The International Monetary Fund (IMF) has projected debt to GDP to hit 83.5 percent at end of the year – effectively putting the economy among the list of debt-distressed countries, as currently it is among those said to be at high risk of debt distress.
Giving its comments on the debt situation in its Article IV report, the Fund said: “Slow progress toward fiscal adjustment or tighter global financing conditions could undermine investor confidence and result in portfolio outflows and higher sovereign yields; which would also affect banks’ balance sheets, given their large exposure to the sovereign.

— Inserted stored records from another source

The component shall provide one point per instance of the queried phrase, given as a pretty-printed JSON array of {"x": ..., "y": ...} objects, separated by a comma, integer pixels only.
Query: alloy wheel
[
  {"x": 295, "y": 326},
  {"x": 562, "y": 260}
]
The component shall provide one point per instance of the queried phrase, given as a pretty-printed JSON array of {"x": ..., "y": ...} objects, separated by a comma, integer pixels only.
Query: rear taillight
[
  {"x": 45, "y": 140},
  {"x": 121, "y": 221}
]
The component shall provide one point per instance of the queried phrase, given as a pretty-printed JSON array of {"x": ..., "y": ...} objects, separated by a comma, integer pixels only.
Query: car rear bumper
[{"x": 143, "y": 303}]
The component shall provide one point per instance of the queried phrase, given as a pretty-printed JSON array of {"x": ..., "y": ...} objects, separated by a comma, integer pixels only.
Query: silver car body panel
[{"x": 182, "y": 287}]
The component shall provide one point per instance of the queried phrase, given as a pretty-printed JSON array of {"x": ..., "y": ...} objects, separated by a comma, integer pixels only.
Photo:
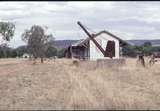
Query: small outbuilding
[
  {"x": 85, "y": 49},
  {"x": 25, "y": 55}
]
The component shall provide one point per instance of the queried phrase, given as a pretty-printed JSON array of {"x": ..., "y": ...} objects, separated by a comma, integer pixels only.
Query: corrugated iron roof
[{"x": 80, "y": 42}]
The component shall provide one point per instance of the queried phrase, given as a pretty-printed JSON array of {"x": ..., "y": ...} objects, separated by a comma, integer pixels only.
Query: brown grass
[{"x": 62, "y": 85}]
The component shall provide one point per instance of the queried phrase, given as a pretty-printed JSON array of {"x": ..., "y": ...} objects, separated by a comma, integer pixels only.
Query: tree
[
  {"x": 61, "y": 53},
  {"x": 51, "y": 51},
  {"x": 7, "y": 30},
  {"x": 37, "y": 39}
]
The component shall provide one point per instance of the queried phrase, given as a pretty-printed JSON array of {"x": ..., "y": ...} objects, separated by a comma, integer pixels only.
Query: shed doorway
[{"x": 110, "y": 49}]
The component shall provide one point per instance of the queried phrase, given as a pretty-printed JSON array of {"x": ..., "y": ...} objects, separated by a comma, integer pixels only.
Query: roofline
[{"x": 104, "y": 31}]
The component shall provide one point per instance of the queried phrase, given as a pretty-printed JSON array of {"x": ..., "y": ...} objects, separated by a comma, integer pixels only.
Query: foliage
[
  {"x": 61, "y": 53},
  {"x": 7, "y": 30}
]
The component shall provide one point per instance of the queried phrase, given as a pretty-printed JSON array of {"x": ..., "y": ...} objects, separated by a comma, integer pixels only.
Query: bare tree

“In this regard, the expected domestic market capacity to absorb new government debt may not fully materialise. Regional security concerns could also create additional spending pressures. In this context, budget financing could become challenging – requiring sharp spending cuts that hurt growth, further BoG support that could feed depreciation and inflation pressures, and new domestic arrears.”
So it is clear that from the four main subjects considered – jobs, high cost of living, revenue underperformance and rising debt – the economy is in a terrible shape; hence, the 2022 budget must inspire confidence of better days ahead and offer hope to the citizenry and investors.